Den Anteil der Verkehrsmittel über längere Zeit zu vergleichen, stößt indessen auf Schwierigkeiten, da die Berechnungen und Methoden mehrfach geändert wurden. Trotzdem schälen sich zuletzt leichte Zuwächse für das Fahrrad und die öffentlichen Verkehrsmittel heraus. Auf Bus, U-Bahn, Straßenbahn und Eisenbahn entfielen 2018 zusammen 13 % aller Wege und mehr als 11 % der gesamten Wegstrecke. Zu Fuß legten die Bundesbürger 2018 gut ein Fünftel (22 %) aller Wege zurück.
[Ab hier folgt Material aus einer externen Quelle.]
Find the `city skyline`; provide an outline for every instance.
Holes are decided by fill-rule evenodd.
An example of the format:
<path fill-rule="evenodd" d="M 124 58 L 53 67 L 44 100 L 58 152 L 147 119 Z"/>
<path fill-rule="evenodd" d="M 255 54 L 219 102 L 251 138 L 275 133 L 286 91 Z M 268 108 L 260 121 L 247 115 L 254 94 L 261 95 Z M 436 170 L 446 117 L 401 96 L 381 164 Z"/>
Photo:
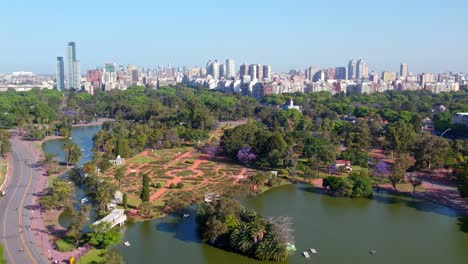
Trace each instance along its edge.
<path fill-rule="evenodd" d="M 264 61 L 283 72 L 347 66 L 350 58 L 364 58 L 377 72 L 398 72 L 403 61 L 411 72 L 466 72 L 468 37 L 460 32 L 467 10 L 460 0 L 392 6 L 369 0 L 83 1 L 79 9 L 23 1 L 9 3 L 0 18 L 11 38 L 0 43 L 0 72 L 53 74 L 50 58 L 62 56 L 63 43 L 71 40 L 79 43 L 81 73 L 109 61 L 156 68 L 203 66 L 210 58 L 233 58 L 238 65 Z M 98 19 L 79 19 L 85 12 Z"/>

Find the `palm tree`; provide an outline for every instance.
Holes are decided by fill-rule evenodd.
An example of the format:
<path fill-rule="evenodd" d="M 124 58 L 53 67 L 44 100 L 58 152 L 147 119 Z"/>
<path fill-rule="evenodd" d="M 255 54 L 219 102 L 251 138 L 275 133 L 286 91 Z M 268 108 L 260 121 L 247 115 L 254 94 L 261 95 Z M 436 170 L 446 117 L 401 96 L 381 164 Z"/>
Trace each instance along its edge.
<path fill-rule="evenodd" d="M 124 168 L 123 167 L 117 168 L 114 173 L 114 178 L 119 182 L 119 190 L 120 190 L 121 183 L 124 177 L 125 177 Z"/>

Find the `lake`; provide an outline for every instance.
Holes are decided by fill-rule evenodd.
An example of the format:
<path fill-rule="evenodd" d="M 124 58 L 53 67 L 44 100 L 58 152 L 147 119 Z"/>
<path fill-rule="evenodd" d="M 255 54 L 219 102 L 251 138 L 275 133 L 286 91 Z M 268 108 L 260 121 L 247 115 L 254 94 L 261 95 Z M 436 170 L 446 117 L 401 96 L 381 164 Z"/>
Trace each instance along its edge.
<path fill-rule="evenodd" d="M 100 127 L 73 128 L 72 140 L 92 158 L 92 136 Z M 64 140 L 48 141 L 44 150 L 63 158 Z M 78 195 L 80 196 L 80 195 Z M 454 210 L 387 192 L 372 199 L 336 198 L 304 184 L 278 187 L 244 205 L 263 216 L 290 216 L 298 251 L 288 263 L 468 263 L 468 219 Z M 125 228 L 115 249 L 126 263 L 268 263 L 201 244 L 194 216 L 168 217 Z M 301 252 L 315 248 L 305 259 Z M 369 250 L 376 250 L 374 255 Z"/>

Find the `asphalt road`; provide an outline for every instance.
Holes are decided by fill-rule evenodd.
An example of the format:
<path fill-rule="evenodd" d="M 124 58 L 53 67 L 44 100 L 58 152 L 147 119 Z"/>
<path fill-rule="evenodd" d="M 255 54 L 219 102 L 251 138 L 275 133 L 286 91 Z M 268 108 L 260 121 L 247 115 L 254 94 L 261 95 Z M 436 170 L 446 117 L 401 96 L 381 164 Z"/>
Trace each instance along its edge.
<path fill-rule="evenodd" d="M 0 198 L 0 243 L 4 247 L 4 257 L 9 264 L 51 263 L 37 245 L 35 231 L 30 228 L 32 198 L 40 171 L 34 155 L 19 142 L 11 140 L 13 168 L 9 175 L 5 197 Z"/>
Die eigenen Gehwerkzeuge sind vor allem für den Weg zur Schule, beim Einkaufsbummel, beim Joggen oder für Spaziergänge im Gebrauch.

Welche Rolle die Freizeit für die Mobilität der heutigen Gesellschaft spielt, lässt die Aufschlüsselung des Personenverkehrs nach dem Zweck erkennen: So diente 2018 mehr als ein Viertel (27 %) aller Wege dem Freizeit- oder Urlaubsvergnügen. Etwa ebenso viele Wege (28 %) waren beruflich oder geschäftlich motiviert, sei es, um täglich zur Arbeit zu fahren, oder aber, um Kunden zu besuchen und Geschäftsreisen zu unternehmen. Noch etwas häufiger (30 %) standen allerdings Einkäufe oder Erledigungen auf dem Programm. Auf Fahrten zur Schule oder zur Ausbildungsstätte entfielen 7 % der Wege. Weitere 8 % dienten der Begleitung anderer Personen, etwa auf dem Schulweg, bei einem Arztbesuch oder einem Behördengang; häufig sind auch Kinder dabei, wenn Eltern unterwegs sind.